Some miscellaneous Spark/GraphX partitioning notes that I have made.
Co-partitioned and co-located are not the same thing
"Even if the same partitioner is used for an RDD that needs to be partitioned within the current job as was used to partition another RDD that is needed in the current job but whose partitioning was persisted in a prior job, then the RDDs will still be co-partitioned but won't necessarily be co-located."
"There are two things here. One is data co-partition, and then data co-location.
"As long as you specify the same hash partitioner, a1 and b1 will be co-partitioned (i.e. partitioned the same way). The partitions might not be co-located, so your job will still incur network traffic, but you do reduce a whole round of shuffle.

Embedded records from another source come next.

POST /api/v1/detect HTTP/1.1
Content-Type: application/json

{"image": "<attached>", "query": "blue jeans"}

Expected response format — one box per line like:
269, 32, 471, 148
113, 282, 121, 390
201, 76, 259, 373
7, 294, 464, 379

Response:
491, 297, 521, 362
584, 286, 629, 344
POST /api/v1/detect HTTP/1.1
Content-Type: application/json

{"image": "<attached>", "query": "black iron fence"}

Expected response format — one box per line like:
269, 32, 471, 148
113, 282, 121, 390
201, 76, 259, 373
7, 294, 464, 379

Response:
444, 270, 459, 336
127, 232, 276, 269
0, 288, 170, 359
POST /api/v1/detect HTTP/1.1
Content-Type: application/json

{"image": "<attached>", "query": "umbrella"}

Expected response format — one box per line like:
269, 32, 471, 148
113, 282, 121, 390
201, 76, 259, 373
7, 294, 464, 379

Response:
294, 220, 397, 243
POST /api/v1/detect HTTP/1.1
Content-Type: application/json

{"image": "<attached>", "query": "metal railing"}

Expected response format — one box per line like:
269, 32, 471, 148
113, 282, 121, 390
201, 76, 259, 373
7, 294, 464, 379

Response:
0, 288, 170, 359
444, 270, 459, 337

"If a1 and b1 are put into memory by different jobs, there is no guarantee their partitions will be co-located, even though they are co-partitioned.
"What if you add a node to the cluster, or a node dies? Or what if a node is busy and can never be run anything - are you going to block the entire program forever so you could put a partition on that node?
"You can still write your program in a way that does mostly local joins. And even if the joins need to fetch blocks from remote nodes, the joins still avoid an extra round of shuffle, which is much more expensive than just fetching data."
From a Google Groups discussion (here).
Partitioning graphs present another interesting challenge. Edge cuts (ie, partitioning vertices) are a viable but generally inefficient way to partition a graph.
Most graphs obey a power law, for example something like Zipf's law if you're processing natural language. ("Zipf's law states that given some corpus of natural language utterances, the frequency of any word is inversely proportional to its rank in the frequency table." from Wikipedia). Consequently, the partitioning of vertices will be 'lumpy'.
GraphX allows you to chose your partitioning strategy. It offers these:
|From "Spark GraphX in Action", p214.|
"Introducing a .repartition will increase the amount of work that the Spark engine has to do, but the benefit can significantly outweigh that cost." (from here). In this example, the data was "lumpy" causing a single executor to do most of the work.
I've also seen repartitioning on a given field used to optimize joins. See my previous post where repartitiong a Dataframe by field X and writing it to a file was used to make joining on X more efficient.
"join has the same semantics as in sql join, e.g. every row after the join is (k, v1, v2), where v1 is from rdd1, and v2 is from rdd2.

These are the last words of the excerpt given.